Qurum (القرم; also written Qurm) is an upscale suburb of Muscat in Oman.

Its main attractions are the Qurum Natural Park, the Qurum City Centre and the Qurum Beach.

==Qurm Nature Reserve==

Qurum is the site of Qurm Nature Reserve, a national nature reserve protecting a coastal wetland surrounding a forest of grey mangroves. The reserve was declared in 1975 by a decree of Sultan Qaboos bin Said, and it became Oman's first Ramsar site in 2013.

==Economy==
The $600 million Muriya and $129 million Al Kuwair retail developments are located in Qurum.

==Qurum City Centre==
Majid Al Futtaim opened Qurum City Centre (QCC) – located in the Qurum district of Muscat – in October 2008. QCC includes 75 shops with a total gross leasable area of 20,600 square metres and parking for around 1,200 cars.
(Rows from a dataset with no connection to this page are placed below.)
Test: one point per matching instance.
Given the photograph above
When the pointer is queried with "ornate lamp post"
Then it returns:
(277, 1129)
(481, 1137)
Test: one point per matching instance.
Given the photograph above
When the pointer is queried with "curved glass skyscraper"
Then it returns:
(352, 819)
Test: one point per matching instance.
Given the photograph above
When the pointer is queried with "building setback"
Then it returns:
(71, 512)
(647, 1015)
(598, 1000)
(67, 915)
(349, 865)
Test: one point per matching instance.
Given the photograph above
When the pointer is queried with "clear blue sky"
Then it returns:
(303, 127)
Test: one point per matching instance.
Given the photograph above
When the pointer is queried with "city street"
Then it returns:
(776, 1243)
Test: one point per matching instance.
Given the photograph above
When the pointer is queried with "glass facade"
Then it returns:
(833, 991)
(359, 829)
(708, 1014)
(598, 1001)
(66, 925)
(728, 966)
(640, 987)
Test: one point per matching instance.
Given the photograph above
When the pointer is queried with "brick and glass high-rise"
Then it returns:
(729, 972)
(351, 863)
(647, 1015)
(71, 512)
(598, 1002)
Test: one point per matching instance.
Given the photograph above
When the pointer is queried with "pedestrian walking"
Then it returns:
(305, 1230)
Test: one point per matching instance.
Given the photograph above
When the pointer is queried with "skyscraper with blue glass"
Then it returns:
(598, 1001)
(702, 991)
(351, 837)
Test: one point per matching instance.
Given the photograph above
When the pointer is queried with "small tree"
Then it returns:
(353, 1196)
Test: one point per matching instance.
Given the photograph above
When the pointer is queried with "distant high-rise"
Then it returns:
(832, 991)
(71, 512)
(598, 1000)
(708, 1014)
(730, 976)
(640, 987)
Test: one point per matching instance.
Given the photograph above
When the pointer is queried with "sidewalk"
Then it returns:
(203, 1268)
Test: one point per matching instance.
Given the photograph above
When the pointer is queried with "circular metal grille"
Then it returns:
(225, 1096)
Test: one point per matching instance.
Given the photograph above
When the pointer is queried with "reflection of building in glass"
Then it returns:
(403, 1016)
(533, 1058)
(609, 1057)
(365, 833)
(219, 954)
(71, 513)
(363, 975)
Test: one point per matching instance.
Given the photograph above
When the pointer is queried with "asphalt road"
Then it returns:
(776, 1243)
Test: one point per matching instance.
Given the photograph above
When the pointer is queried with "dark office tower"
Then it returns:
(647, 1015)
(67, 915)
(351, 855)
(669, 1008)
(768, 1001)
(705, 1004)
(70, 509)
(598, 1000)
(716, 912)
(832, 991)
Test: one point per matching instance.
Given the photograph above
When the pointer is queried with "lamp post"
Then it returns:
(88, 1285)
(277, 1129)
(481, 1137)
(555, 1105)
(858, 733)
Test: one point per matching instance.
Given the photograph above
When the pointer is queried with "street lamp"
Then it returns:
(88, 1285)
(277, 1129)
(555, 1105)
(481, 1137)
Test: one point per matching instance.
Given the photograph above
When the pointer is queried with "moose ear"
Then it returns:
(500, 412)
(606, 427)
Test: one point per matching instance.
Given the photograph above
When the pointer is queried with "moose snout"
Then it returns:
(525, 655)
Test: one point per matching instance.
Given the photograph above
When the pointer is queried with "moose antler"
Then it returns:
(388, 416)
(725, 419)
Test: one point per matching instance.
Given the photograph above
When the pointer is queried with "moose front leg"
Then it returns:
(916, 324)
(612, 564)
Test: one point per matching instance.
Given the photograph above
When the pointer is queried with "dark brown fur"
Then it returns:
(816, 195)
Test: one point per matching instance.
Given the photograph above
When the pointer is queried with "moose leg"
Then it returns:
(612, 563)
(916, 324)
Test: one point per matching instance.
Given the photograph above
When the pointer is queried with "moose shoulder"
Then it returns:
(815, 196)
Both malls are anchored by Carrefour, the French hypermarket. The footfall at MCC in 2007 totalled 8m, up 5% over 2006, according to MCC's marketing manager, Ahmed Hamdy. The property's general manager, Ibrahim Al Qasmi, said that he was looking to increase footfall at the MCC to 10m in 2008.

==Marah Land==
Marah Land is a tourist attraction and is a destination for school trips. Children entering the premises are expected to be joyful or go home. Marah Land hosts the popular annual cancer walk where school children learn about helping society and making a difference, as well as, raising awareness of global issues.